Der Hoyerswerdaer Oberbürgermeister Stefan Skora sagte am Donnerstag in Görlitz: „Die Veranstaltung lief bei uns im vergangenen Jahr großartig – ich wünsche Görlitz viele Teilnehmer, ein schönes Fest und gute Ergebnisse.“ Von den Bedingungen im Neißebad zeigte er sich sehr angetan – in der Schwimmhalle selbst wurde deshalb dann auch der stattliche Wanderpokal an OB Siegfried Deinege übergeben.

Oberbürgermeister Siegfried Deinege warb bei der Pokalübergabe für das Projekt, rief alle Görlitzerinnen und Görlitzer zur Teilnahme auf und betonte die Bedeutung der Vereine für eine familienfreundliche, demokratische und tolerante Stadt wie Görlitz. Zudem unterstrich Oberbürgermeister Siegfried Deinege, wie wichtig es sei, dass Kinder und Jugendliche lernen, zu schwimmen – neben den sportlichen Aspekten auch aus Gründen der Sicherheit. Erst in diesen Wochen sind alarmierende Zahlen veröffentlicht worden, wonach gut die Hälfte der Bundesbürger nicht sicher schwimmen können.
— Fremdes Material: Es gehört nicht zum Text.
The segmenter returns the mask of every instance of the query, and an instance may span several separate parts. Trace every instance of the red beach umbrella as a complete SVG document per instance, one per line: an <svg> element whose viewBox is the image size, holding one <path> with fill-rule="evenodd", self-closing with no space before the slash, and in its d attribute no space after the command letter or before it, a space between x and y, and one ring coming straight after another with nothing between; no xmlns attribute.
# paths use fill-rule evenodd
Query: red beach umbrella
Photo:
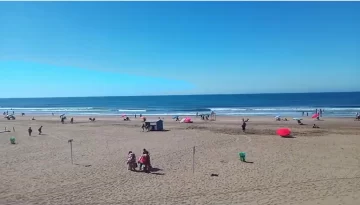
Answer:
<svg viewBox="0 0 360 205"><path fill-rule="evenodd" d="M276 131L276 134L281 137L289 137L291 135L291 130L289 128L280 128Z"/></svg>
<svg viewBox="0 0 360 205"><path fill-rule="evenodd" d="M318 118L319 117L319 113L313 114L313 116L311 118Z"/></svg>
Ringolf Herzog, Vorstandsvorsitzender vom SV Lok Görlitz e.V. organisiert den Wettkampf am 1..9.2018 im Neißebad. Er hat keinerlei Sorgen, zu wenige Mitglieder im Verband zu haben – eher fehle es an genügend Platzkapazitäten: „Als Schwimmer benötigt man nunmal Wasser, um zu trainieren. Und Schwimmenlernen geht in einer Halle deutlich besser, als im offenen Gewässer.“ Zurzeit gibt es für den Schwimmwettkampf schon gut 200 Anmeldungen, unter anderem sind auch die Görlitzer Wasserballer dabei. Als Besonderheit hat sich der Verein das 12-Stunden Staffelschwimmen beim „Europastadt-Schwimmfest“ einfallen lassen, weil 2018 das 20. Jubiläum der deutsch-polnischen Proklamation zur Europastadt Görlitz-Zgorzelec begangen wird. „Ich hoffe deshalb auch auf viele Teilnehmer aus Zgorzelec, damit wir hier gute Ergebnisse abliefern“, so Ringolf Herzog.  

Die Veranstaltung, die unter der Schirmherrschaft des Staatsministerium des Innern des Freistaates Sachsen, der Stadt Görlitz und des Sächsischen Schwimmverband e.V. steht, und das stattfindende Rahmenprogramm sollen zeigen, dass das Miteinander im Sport den gegenseitigen Respekt fördert und Vorurteile und Diskriminierungen überwinden und vermeiden hilft. Das Europastadt-Schwimmfest ist Teil der Veranstaltungsreihe anlässlich des Jubiläums „20 Jahre Europastadt Görlitz – Zgorzelec“. Gefördert wird es durch die Ostsächsische Sparkassenstiftung, die Stiftung der Sparkassen, die Landskron Braumanufaktur und anderen.